Много лет назад меня поразило открытие, которое, казалось мне, сделано едва ли не только мною и о котором другие не подозревают или подозревают смутно. «Открытие» со временем оказалось никаким не открытием, а элементарной эволюцией, что ли, некоторых вещей, но то, что оно предстало передо мной как открытие, как откровение, то, что оно поразило меня сущностью заключенного в нем смыслового удара, и помогло, быть может, в свою пору стать мне писателем.
Речь идет о подмене, а если не о полной подмене, то о расширительном и безмерном толковании понятий, которые, казалось бы, должны существовать в твердых границах, потому что от того, насколько прочны или не прочны эти границы, зависит в нашей жизни слишком многое.
Больше ста лет назад Достоевский в «Записных тетрадях» к «Бесам» по поводу своего героя Кириллова заметил: «В Кириллове народная идея - сейчас жертвовать собою для правды... Жертвовать собою для правды - вот национальная черта поколения. Благослови его Бог и пошли ему понимание правды. Ибо весь вопрос в том и состоит, что считать за правду. Для того и написан роман».
Еще раньше у него же, у Достоевского, в объявлении о подписке на журнал «Эпоха» есть такие слова: «Все более нарушается в заболевшем обществе нашем понятие о зле и добре. Кто из нас, по совести, знает теперь, что зло и что добро. Все обратилось в спорный пункт и всякий толкует и учит по-своему».
Это у нас, у русских, мы и всегда-то, похоже, чересчур подвержены были нравственным страданиям и сомнениям, всегда-то в этом смысле из мухи делали слона.
А вот у американцев. Я позволю себе большую цитату из Фолкнера.

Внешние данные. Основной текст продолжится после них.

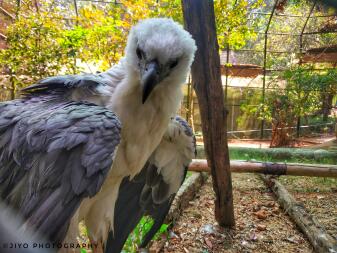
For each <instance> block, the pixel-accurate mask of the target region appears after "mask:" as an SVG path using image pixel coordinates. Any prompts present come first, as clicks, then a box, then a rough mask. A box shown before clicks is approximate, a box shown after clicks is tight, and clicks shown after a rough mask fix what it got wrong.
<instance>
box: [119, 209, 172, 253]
mask: <svg viewBox="0 0 337 253" xmlns="http://www.w3.org/2000/svg"><path fill="white" fill-rule="evenodd" d="M153 223H154V221H153V219H152V218H151V217H149V216H144V217H143V218H142V219H141V221H140V222H139V224H138V225H137V227H136V228H135V229H134V230H133V232H132V233H131V234H130V235H129V237H128V239H127V241H126V242H125V245H124V248H123V251H122V252H138V251H137V250H138V246H139V245H140V244H141V242H142V241H143V239H144V236H145V235H146V234H147V232H149V231H150V229H151V227H152V225H153ZM168 227H169V225H167V224H163V225H162V226H161V227H160V229H159V231H158V232H157V234H156V235H155V236H154V240H156V239H158V237H159V236H161V235H165V234H166V235H167V229H168Z"/></svg>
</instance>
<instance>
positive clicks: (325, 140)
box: [228, 135, 336, 148]
mask: <svg viewBox="0 0 337 253" xmlns="http://www.w3.org/2000/svg"><path fill="white" fill-rule="evenodd" d="M335 138H336V137H334V136H333V135H321V136H317V137H301V138H298V139H297V140H296V141H295V145H294V147H297V148H300V147H306V148H307V147H310V146H313V145H318V144H321V143H324V142H328V141H331V140H333V139H335ZM269 145H270V140H243V139H229V140H228V146H229V147H247V148H269Z"/></svg>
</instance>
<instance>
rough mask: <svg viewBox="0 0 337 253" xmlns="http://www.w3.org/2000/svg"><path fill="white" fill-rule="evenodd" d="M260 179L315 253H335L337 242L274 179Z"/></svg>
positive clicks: (335, 250)
mask: <svg viewBox="0 0 337 253" xmlns="http://www.w3.org/2000/svg"><path fill="white" fill-rule="evenodd" d="M261 177H262V179H263V180H264V181H265V182H266V183H267V185H268V186H269V187H270V188H271V189H272V190H273V192H274V194H275V195H276V197H277V200H278V202H279V203H280V205H281V206H282V208H283V209H284V210H285V211H286V212H287V213H288V214H289V216H290V217H291V218H292V219H293V220H294V222H295V223H296V224H297V225H298V226H299V228H300V229H301V230H302V232H303V233H304V234H305V235H306V236H307V237H308V239H309V241H310V242H311V244H312V246H313V247H314V249H315V252H319V253H323V252H324V253H325V252H337V241H336V240H335V239H334V238H333V237H332V236H331V235H330V234H328V233H327V232H326V231H325V229H324V228H323V227H322V226H321V225H320V224H319V223H318V222H317V220H316V219H315V218H314V217H313V216H312V215H310V214H309V213H308V212H307V210H306V209H305V208H304V206H303V204H302V203H300V202H297V201H296V200H295V199H294V197H293V196H291V195H290V194H289V192H288V191H287V189H286V188H285V187H284V186H283V185H282V184H281V183H280V182H278V181H277V180H276V179H273V178H271V177H268V176H261Z"/></svg>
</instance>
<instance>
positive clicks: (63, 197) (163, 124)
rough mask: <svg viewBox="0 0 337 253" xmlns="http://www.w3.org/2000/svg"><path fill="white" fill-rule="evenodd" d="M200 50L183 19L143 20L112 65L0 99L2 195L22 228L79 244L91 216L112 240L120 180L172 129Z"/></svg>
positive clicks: (102, 229)
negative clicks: (181, 99) (184, 90)
mask: <svg viewBox="0 0 337 253" xmlns="http://www.w3.org/2000/svg"><path fill="white" fill-rule="evenodd" d="M195 50H196V46H195V42H194V40H193V39H192V37H191V35H190V34H189V33H188V32H186V31H185V30H184V29H183V28H182V27H181V26H180V25H179V24H177V23H175V22H173V21H172V20H170V19H165V18H158V19H148V20H144V21H142V22H140V23H139V24H137V25H136V26H135V27H133V28H132V29H131V32H130V34H129V37H128V41H127V47H126V50H125V57H124V58H123V59H122V60H121V61H120V62H119V64H117V65H116V66H114V67H112V68H111V69H110V70H108V71H107V72H104V73H101V74H98V75H70V76H58V77H51V78H47V79H44V80H42V81H40V82H38V83H37V84H35V85H33V86H30V87H28V88H26V89H25V90H24V91H23V92H24V93H23V98H21V99H18V100H14V101H10V102H6V103H2V104H0V138H1V139H0V196H1V198H2V199H3V200H4V201H5V202H6V204H8V205H10V206H12V207H13V208H15V209H16V210H17V211H18V212H19V213H20V214H21V215H22V216H23V218H24V220H25V222H24V224H22V225H23V226H22V227H23V228H25V227H26V226H32V227H34V228H35V229H36V230H38V231H39V232H40V233H41V234H43V235H45V236H46V237H47V238H48V239H49V240H51V241H52V242H62V241H63V240H64V238H65V235H67V236H66V238H65V242H73V243H76V235H77V233H78V223H79V221H81V220H84V221H85V224H86V226H87V228H88V231H89V235H90V238H91V240H92V241H93V242H105V241H106V239H107V236H108V232H109V231H110V230H112V231H113V229H114V222H113V221H114V210H115V208H114V206H115V202H116V199H117V196H118V190H119V187H120V184H121V182H122V180H123V179H124V178H126V177H130V179H132V178H133V177H134V176H135V175H137V174H138V173H139V172H140V171H141V170H142V168H144V167H145V164H146V162H147V161H148V160H149V158H150V156H151V154H153V152H154V150H155V149H156V147H158V145H159V143H160V142H161V140H162V138H163V136H164V134H165V132H166V131H169V129H168V125H169V122H170V117H171V116H172V115H174V114H175V112H176V111H177V108H178V106H179V104H180V101H181V98H182V92H181V86H182V83H184V82H185V80H186V76H187V74H188V71H189V69H190V65H191V63H192V61H193V57H194V53H195ZM145 168H146V167H145ZM164 171H165V170H163V172H164ZM163 176H164V177H165V176H170V175H164V174H163ZM177 184H178V185H179V184H180V182H178V183H177ZM70 219H71V221H70ZM116 236H117V235H116Z"/></svg>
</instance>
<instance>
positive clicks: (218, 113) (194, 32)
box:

«...Мы отказались от смысла, который наши отцы вкладывали в слова “свобода” и “независимость”, смысла, положенного ими в основу нас как нации, завещанного ими нам как народу и превращенного нами в наше время в пустой звук. Свободу мы подменили патентом - патентом на любое действие, осуществляемое в рамках законов, сформулированных творцами патентов и жнецами материальных выгод. Свободу мы подменили безразличием ко всякому протесту и объявили, что может быть совершено любое действие, лишь бы оно освящалось выхолощенным словом “свобода”.
В этот самый момент исчезла также истина. Мы не упразднили истины; даже мы не способны были сделать этого. Просто она отказалась от нас, повернулась к нам спиной - не с насмешкой или даже презрением, или даже (будем надеяться) отчаянием. Она просто отказалась от нас, с тем чтобы, может быть, вернуться, когда с нами что-нибудь случится - несчастье, национальная катастрофа, может быть, даже военное поражение; вернуться и научить нас уважать истину и заставить заплатить любую цену, принести любую жертву, чтобы вновь обрести истину и хранить ее так, чтобы она никогда уже не покидала нас, хранить на ее собственных и бескомпромиссных условиях вкуса и ответственности. Истина - это длинная, чистая, четкая, неоспоримая, прямая и сверкающая полоса, по одну сторону которой черное - это черное, а по другую белое - это белое, - в наше время стала углом, точкой зрения, чем-то таким, что не имеет ничего общего не только с истиной, но даже и с простым фактом и целиком зависит от того, насколько тебе удается заставить того, кого ты хо -чешь обмануть или сбить с толку, занять определенную позицию при взгляде на нее».
Таким образом, подмена самых высоких оснований, поддерживающих наши дух и совесть, произошла и продолжает происходить в глобальном масштабе. Мы отказались от них или они отказались от нас, тут уж большой роли не играет. В конечном итоге это одно и то же.
Можно, конечно, и усомниться: не так уж все страшно и не так уж все в нашем нравственном и духовном миропорядке сдвинулось со своих мест. И даже хочется усомниться. Хочется усомниться, прежде всего, во имя надежды, без которой мы не можем жить и тем более творить. Но именно жизнь и творения наши приводят опять к обратному результату. Получается самый жестокий из всех существующих парадоксов: жизнь опирается на надежду и мечту, а мечта и надежда не выдерживают жизни.